Sarebbe un HEIMAT come tutte le cose dell’ISOLA ma non posso abusarne.

NiSA e Gwen ne impazzivano. Per noi durante l’ape in mehari c’era il vassoio pronto.

Un giorno la troverò quella copia di Clandestino Arte dove avevo fatto pubblicare il pezzo per il giorno della tua nascita. Era dedicato al viaggio e tu eri al centro del racconto.

One way ticket meravigliosa Gwen.

Così, tra i tanti modi di dire che usavi, mi piace ricordarti Walter. Testimone saggio e silenzioso di un mondo che capivi ma dal quale eri distante. Tu piccolo e minuto ma spalle grosse, pubblico e regista di uno spettacolo del quale forse avresti fatto a meno.

Chissà se i tuoi occhi grandi e tristi hanno mai parlato.

E le caramelline le buttavi sul bancone come un coup de théâtre, sorridendo sornione dietro i baffi grandi e grigi.

Ci sei anche tu.

Fatico a scriverlo: scoperta tardivissima!
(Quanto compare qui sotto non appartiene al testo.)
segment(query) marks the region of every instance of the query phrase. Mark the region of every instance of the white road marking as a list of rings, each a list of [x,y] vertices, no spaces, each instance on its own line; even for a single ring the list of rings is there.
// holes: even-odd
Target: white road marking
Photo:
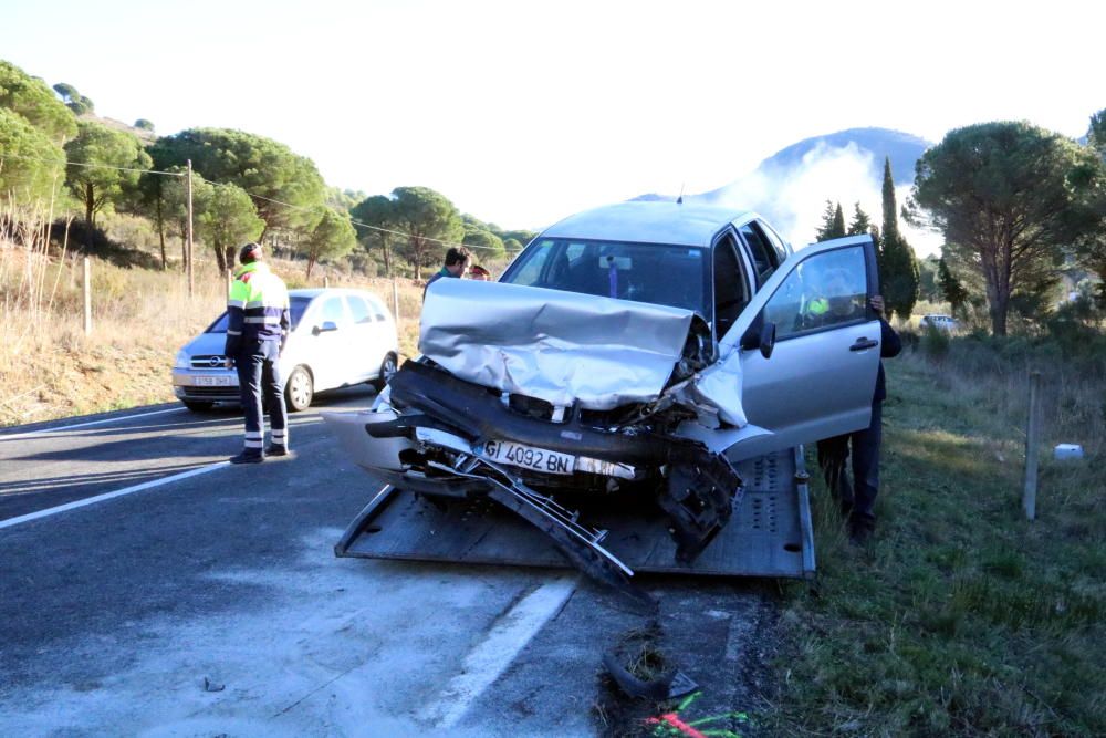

Merito di Donatella, merito dell’Isola.

Gwen ne impazziva che non si faceva tempo ad arrivare a Cimillia e il sedile del mehari era una lastra zuccherina che bisognava tornare indietro a comprarle.

Anche questo sarebbe un HEIMAT.

E’ stata l’estate del pesto. Piccola Gwen diventava matta. Raccoglievamo due volte a settimana, mistero, complice l’ottima esposizione su Filzi.

Con fare da esperta selezionava le foglie, tastava il sale, aggiungeva l’olio. Sino al compimento del suo gusto preferito.

Era un rito, uno dei tanti, che ci univa profondamente.